Corfield adopted a more optimistic view. “The most rational outcome would be a negotiated resolution between the government and bondholders; the government doesn’t want a default,” she commented. Corfield reasoned that bondholders could be repaid by airline tariffs, and a friendly negotiation could result in bondholder access to an additional construction trust that is not currently available to them. She concurred, however, that current yields were overly optimistic. “To me, 6 or 7% is not enough…there is always room for drama if the government is not rational,” she concluded.
Volatility in other markets was also discussed. Colleran termed a recent meeting with an Argentina official as “positive.” In her view, the notebook scandal appears to have fallen off the radar of investors, and “we would take a hard look at new offers [from Argentina corporates].”

Even more enthusiastic was Valle, who referred to Argentina as “one of the best stories out there…and a safe bet for the next few months.” The notebook scandal was focused on the previous government, not the current administration, and the adjustment mandated in the IMF program “could create a virtuous circle.” Valle recognized the risks of investing in Argentina, but judged yields as appropriate.

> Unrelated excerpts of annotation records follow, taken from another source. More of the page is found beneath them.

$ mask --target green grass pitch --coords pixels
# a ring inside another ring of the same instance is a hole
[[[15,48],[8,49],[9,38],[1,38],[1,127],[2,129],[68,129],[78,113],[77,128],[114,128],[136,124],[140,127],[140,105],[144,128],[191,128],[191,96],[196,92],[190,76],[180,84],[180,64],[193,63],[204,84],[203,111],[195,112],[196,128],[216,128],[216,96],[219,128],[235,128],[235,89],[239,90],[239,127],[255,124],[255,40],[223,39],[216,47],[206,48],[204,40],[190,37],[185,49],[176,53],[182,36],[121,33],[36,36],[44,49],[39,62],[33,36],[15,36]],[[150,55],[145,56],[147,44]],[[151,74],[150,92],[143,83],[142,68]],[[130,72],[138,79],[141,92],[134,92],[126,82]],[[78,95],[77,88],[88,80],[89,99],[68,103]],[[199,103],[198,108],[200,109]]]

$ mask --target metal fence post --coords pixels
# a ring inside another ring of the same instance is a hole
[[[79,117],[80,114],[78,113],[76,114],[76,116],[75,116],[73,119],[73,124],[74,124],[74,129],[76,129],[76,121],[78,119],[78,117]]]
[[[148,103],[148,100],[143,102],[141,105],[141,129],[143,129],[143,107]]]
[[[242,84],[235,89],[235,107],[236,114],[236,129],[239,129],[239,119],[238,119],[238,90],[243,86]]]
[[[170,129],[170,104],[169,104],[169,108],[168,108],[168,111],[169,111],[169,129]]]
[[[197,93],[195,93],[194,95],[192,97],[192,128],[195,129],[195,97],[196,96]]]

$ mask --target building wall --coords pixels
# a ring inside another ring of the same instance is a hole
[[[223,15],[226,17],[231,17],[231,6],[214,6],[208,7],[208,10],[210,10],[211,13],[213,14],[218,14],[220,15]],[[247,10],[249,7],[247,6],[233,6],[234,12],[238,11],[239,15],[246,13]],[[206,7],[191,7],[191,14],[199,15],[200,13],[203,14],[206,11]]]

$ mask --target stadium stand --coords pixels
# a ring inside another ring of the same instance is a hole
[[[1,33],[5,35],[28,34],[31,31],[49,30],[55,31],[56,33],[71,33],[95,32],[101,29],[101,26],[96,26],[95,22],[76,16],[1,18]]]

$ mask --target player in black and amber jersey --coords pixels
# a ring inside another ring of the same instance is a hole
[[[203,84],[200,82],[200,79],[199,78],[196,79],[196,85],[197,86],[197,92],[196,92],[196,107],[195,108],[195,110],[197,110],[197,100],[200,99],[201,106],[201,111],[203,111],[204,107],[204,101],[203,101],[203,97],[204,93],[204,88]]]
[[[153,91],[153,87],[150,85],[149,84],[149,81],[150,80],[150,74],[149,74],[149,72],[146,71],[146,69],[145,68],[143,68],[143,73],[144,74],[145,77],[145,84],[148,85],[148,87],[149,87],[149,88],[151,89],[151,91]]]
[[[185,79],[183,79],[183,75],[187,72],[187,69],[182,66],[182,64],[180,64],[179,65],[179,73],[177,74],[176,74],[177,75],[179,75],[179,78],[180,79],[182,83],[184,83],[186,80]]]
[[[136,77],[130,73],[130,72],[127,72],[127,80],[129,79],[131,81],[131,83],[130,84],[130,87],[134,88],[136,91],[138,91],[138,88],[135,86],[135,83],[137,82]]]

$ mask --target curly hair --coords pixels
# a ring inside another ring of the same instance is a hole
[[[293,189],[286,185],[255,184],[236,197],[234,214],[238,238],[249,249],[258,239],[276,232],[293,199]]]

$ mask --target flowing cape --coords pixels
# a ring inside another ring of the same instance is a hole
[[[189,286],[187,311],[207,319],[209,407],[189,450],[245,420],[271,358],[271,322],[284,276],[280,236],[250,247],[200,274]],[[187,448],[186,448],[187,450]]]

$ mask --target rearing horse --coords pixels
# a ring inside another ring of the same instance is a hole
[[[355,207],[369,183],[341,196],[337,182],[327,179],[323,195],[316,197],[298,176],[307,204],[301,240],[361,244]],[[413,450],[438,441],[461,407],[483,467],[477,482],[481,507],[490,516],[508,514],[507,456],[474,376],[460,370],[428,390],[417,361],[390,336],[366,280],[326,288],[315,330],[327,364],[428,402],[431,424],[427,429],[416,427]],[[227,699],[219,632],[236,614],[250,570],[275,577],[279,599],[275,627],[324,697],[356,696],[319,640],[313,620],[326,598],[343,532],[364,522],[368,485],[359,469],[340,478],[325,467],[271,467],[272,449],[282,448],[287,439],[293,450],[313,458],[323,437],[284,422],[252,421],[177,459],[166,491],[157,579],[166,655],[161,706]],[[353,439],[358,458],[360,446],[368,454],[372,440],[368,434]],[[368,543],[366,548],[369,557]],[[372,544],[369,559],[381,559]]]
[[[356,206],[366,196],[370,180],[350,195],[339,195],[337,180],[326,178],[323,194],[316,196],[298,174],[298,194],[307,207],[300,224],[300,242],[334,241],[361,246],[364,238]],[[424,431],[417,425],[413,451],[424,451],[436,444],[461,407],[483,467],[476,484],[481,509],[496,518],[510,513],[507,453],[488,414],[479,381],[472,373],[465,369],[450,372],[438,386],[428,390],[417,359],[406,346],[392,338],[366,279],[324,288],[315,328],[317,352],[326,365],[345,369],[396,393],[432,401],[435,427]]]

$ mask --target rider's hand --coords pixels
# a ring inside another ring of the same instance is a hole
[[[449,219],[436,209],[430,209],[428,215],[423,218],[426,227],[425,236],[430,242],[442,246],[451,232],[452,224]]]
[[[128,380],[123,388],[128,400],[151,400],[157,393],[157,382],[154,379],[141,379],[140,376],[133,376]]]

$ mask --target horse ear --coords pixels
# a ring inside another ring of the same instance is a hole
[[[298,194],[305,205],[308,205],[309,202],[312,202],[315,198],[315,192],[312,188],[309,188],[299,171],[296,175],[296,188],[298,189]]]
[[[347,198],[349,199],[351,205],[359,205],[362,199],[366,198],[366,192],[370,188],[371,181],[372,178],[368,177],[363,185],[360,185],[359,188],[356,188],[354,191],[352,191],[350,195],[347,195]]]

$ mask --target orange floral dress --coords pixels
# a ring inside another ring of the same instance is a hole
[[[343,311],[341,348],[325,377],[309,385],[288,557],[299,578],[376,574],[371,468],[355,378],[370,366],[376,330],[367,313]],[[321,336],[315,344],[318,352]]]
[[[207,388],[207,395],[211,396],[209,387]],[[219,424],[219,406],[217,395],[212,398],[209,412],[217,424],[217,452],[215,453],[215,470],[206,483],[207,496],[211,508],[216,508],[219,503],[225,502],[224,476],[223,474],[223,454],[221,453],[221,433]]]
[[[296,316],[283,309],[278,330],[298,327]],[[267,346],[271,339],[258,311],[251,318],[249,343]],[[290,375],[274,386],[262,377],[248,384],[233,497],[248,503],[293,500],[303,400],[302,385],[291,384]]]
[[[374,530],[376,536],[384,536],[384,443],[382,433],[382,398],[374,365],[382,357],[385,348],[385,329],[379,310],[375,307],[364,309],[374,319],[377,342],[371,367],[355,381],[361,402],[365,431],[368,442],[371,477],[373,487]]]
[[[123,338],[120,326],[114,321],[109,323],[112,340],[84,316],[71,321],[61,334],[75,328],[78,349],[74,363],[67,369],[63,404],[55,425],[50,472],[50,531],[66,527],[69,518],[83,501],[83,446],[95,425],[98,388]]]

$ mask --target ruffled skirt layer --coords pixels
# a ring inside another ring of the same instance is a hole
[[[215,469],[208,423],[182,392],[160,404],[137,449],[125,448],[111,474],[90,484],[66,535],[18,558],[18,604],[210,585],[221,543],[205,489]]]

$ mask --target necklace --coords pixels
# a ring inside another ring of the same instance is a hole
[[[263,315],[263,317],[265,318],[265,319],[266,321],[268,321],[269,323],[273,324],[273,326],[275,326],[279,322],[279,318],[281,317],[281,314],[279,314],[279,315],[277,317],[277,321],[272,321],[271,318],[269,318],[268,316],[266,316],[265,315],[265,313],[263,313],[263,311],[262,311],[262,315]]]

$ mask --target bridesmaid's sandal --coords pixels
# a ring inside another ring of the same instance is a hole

In addition, he specified that it was unlikely that any Provinces would be allowed to fail “in the next three to six months.”

Corfield underscored that both the notebook scandal and the anti-corruption framework in Argentina were quite new. Agreeing that Argentina could be a good short-term trade, she warned of potential headline risk as the elections draw closer. She also noted that the country’s current IMF program does not cover 2020.

Ulukan saw signs of stabilization in Turkey, with both the current account and politics “moving in the right direction.” Turkish officials appeared to have “bought themselves some time,” although Ulukan expressed reluctance to quantify how much. He stressed that bank debt rollovers continued to depend on market confidence, with only half of their $100 billion in refinancing needs over the next 12 months covered by “friendly sources” such as foreign bank partners.

Panelists were generally positive on Brazil’s outlook, while agreeing that pension reform passage would remain a key factor. “Everyone knows it needs to be done, but there is always a price to it,” stated Valle. Corfield noted that the first efforts to reform social security had occurred 20 years ago. In her analysis, Bolsonaro would need the support of 80-85% of the non-leftist parties, assuming the Left voted against the reform, “and that won’t be easy.”

On defaults, Corfield offered a 3.4% projection for 2019, an increase from 2018, with each case idiosyncratic and no major sectoral nor country-wide issue. Colleran opined that Chinese property companies might be less risky than in the past; “the sector looks like a tool in the tool box, as policy restrictions on Chinese property companies could be relaxed in light of the trade war.”